Extending RISC-V with SCAIE-V: Portable, Efficient, and Scalable Custom Instruction Integration
By Tammo Mürmann, Technical University of Darmstadt
Download the handout here for in-depth information and project links.
Systems that require low power consumption or high performance often employ in-hardware accelerators to meet these demands. While complex algorithms can be efficiently offloaded to memory-mapped accelerators, small computational kernels are typically unsuitable due to overhead and latency. For these cases, custom instructions provide a more efficient acceleration path. However, custom instructions introduce new challenges, including the need for tight integration into the processor pipeline, which can reduce portability.
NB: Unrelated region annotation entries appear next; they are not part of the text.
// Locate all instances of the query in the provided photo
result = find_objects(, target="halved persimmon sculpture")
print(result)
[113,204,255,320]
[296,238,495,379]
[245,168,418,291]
Although tools for Instruction Set Architecture Extension (ISAX) integration exist, many are commercial, limited to specific core families (e.g., RoCC), support only a subset of instruction types (e.g., no memory access in CV-X-IF), or are still work-in-progress (e.g. RISC-V CX).
SCAIE-V overcomes these limitations by providing a flexible and efficient interface that integrates directly into the processor pipeline. Its logic generation framework supports portability across cores, simultaneous integration of multiple ISAXes, arbitrary instruction encodings, and stateful instruction behavior.
To support a wide range of use cases, SCAIE-V offers three instruction execution modes:
- Tightly-coupled instructions execute in lockstep with the processor pipeline.
- Semi-coupled instructions also execute in lockstep but may span multiple internal stages per pipeline stage, enabling more complex computations.
- Decoupled instructions execute independently and may write back at any time, with hazards automatically managed by SCAIE-V.
In addition, SCAIE-V supports instruction-independent behavior, enabling operations that are decoupled from specific instruction execution, like zero-overhead loops.
SCAIE-V is compatible with several well-known RISC-V cores of varying complexity, such as PicoRV32, VexRiscv, CVA5, and CVA6. Implementation in a modern 22nm ASIC process demonstrates minimal overhead and significant performance gains.